Out of the blue, amid a rigidly non-violent campaign, a bomb went off in the headquarters of the Yugoslav Left Union (JUL), headed by Mr Milosevic's wife, Mirjana Markovic.
Then the army, under Gen Momcilo Perisic, a ruthless attacker of Mostar in what is known here simply as "the war" told students it would not turn its tanks on the opposition.
Where can President Milosevic turn now? Some observers say we will have to wait until after Tuesday, the Orthodox New Year's Day, before moves are made. Then, they say, Mr Milosevic will clamp down and launch large-scale arrests of opposition demonstrators.
Others are not so sure. Milan and Goran, students on their way home for some sleep before rejoining the demos today, felt the police may not support the president if he demands too much off them.
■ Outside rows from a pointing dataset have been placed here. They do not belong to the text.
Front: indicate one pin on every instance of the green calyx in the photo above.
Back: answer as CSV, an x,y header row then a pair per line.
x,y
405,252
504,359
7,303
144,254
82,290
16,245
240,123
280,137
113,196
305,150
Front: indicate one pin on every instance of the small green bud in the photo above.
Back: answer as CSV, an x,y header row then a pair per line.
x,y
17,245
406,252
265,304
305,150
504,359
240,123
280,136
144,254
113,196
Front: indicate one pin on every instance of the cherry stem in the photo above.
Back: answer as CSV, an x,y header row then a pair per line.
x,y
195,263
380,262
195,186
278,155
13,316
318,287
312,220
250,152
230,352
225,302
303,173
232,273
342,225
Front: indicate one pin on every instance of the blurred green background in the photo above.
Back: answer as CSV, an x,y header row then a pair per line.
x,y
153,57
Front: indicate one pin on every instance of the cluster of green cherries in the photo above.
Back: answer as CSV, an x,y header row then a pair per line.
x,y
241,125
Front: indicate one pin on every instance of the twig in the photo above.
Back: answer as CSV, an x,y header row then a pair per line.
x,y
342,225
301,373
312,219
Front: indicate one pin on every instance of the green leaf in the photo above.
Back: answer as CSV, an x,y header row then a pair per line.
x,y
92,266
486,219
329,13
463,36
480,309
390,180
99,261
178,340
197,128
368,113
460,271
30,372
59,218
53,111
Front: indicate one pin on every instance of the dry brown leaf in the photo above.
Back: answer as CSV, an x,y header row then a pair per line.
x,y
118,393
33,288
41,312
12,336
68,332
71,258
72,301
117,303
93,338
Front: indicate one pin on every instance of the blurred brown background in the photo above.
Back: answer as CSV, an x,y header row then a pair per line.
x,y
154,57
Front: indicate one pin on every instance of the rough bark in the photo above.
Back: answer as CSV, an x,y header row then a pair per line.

"You should remember that these policemen are young guys from the Krajina [Serbian Croatia] and Bosnia. In the end they regard him as having sold them out."
Mira, another student, felt differently. "They will support him because they are being paid."
All three worried about trouble in the province of Kosovo, where ethnic Albanians are in the majority and complain of oppression. It was here that Mr Milosevic started his rise to political dominance by stirring up ethnic tensions.
His old tactic of bussing people to mass rallies having failed, he may, they said, resort to the other old stratagem of fomenting ethnic problems in an attempt to unite Serbs behind him against Albanians.
And last night tension rose in Kosovo when a former communist official and member of Milosevic's Socialist Party, Mr Maliq Shelloli, was shot dead in the southern city of Podujevo. An organisation calling itself the Kosovo Liberation Organisation has been distributing leaflets in the city threatening death to those who collaborate with the "Serbian occupiers".